Mobile phase - Prepare a filtered and degassed mixture of Buffer solution and methanol (76:24). Make adjustments if necessary (see System Suitability under Chromatography 〈621〉).
Standard preparation - Dissolve an accurately weighed quantity of USP Nizatidine RS in Mobile phase, sonicating if necessary, to obtain a solution having a known concentration of about 0.3 mg per mL.

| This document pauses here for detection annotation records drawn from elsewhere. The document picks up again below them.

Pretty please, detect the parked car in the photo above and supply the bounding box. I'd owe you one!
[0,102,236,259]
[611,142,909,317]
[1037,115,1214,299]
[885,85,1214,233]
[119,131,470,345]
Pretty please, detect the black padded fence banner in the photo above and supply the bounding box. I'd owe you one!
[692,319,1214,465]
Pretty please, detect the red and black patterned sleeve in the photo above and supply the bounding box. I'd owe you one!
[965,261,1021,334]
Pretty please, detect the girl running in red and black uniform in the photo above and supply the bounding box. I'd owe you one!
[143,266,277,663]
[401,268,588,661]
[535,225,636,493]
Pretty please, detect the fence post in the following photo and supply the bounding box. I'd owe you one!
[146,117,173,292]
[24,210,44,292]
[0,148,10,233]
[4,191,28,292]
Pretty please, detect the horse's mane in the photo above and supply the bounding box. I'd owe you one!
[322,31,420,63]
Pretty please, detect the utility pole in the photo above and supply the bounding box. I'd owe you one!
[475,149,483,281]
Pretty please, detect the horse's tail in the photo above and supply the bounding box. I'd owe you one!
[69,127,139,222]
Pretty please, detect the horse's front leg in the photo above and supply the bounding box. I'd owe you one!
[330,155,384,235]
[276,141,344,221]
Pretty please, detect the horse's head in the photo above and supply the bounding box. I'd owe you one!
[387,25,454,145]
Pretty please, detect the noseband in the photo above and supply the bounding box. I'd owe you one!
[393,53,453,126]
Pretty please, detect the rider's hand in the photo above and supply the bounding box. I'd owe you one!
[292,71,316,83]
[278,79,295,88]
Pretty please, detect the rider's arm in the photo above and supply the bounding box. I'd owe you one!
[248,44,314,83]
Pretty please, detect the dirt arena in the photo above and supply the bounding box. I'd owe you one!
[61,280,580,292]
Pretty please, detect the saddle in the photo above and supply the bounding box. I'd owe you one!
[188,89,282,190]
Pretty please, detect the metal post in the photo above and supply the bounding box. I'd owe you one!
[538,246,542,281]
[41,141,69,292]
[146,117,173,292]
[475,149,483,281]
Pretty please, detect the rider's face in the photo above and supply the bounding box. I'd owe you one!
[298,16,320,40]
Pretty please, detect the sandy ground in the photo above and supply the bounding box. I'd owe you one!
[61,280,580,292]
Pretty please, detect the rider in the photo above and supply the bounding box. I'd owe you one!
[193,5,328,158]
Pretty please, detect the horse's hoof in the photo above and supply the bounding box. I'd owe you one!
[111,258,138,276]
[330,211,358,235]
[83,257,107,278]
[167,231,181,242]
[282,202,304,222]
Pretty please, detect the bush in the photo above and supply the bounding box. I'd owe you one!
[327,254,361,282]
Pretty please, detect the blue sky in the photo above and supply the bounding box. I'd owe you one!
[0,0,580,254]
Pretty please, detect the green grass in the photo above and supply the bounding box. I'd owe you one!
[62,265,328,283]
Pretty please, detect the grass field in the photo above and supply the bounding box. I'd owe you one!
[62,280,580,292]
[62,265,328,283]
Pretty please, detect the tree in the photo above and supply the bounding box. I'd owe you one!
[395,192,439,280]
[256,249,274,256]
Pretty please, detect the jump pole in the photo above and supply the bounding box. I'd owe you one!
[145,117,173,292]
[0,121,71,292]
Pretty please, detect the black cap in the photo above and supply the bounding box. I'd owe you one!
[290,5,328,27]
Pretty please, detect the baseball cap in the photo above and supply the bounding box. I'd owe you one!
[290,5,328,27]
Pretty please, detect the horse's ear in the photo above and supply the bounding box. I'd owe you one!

Assay preparation - Transfer an accurately weighed quantity of 15 mg of Nizatidine to a 50-mL volumetric flask, dissolve in Mobile phase, sonicating if necessary, dilute with Mobile phase to volume, and mix.
Chromatographic system (see Chromatography 〈621〉) - The liquid chromatograph is equipped with a 254-nm detector and a 4.6-mm × 15-cm column that contains 5-µm packing L1. The flow rate is about 1 mL per minute. Chromatograph the Standard preparation, and record the peak areas as directed for Procedure: the column efficiency is not less than 1500 theoretical plates; the tailing factor is not more than 2.0; and the relative standard deviation for replicate injections is not more than 1.5%.
Procedure - Separately inject equal volumes (about 10 µL) of the Standard preparation and the Assay preparation into the chromatograph, record the chromatograms, and measure the areas for the major peaks. Calculate the quantity, in mg, of C₁₂H₂₁N₅O₂S₂ in the portion of Nizatidine taken by the formula:
50C(rᵤ/rₛ)
in which C is the concentration, in mg per mL, of USP Nizatidine RS in the Standard preparation; and rᵤ and rₛ are the peak areas obtained from the Assay preparation and the Standard preparation, respectively.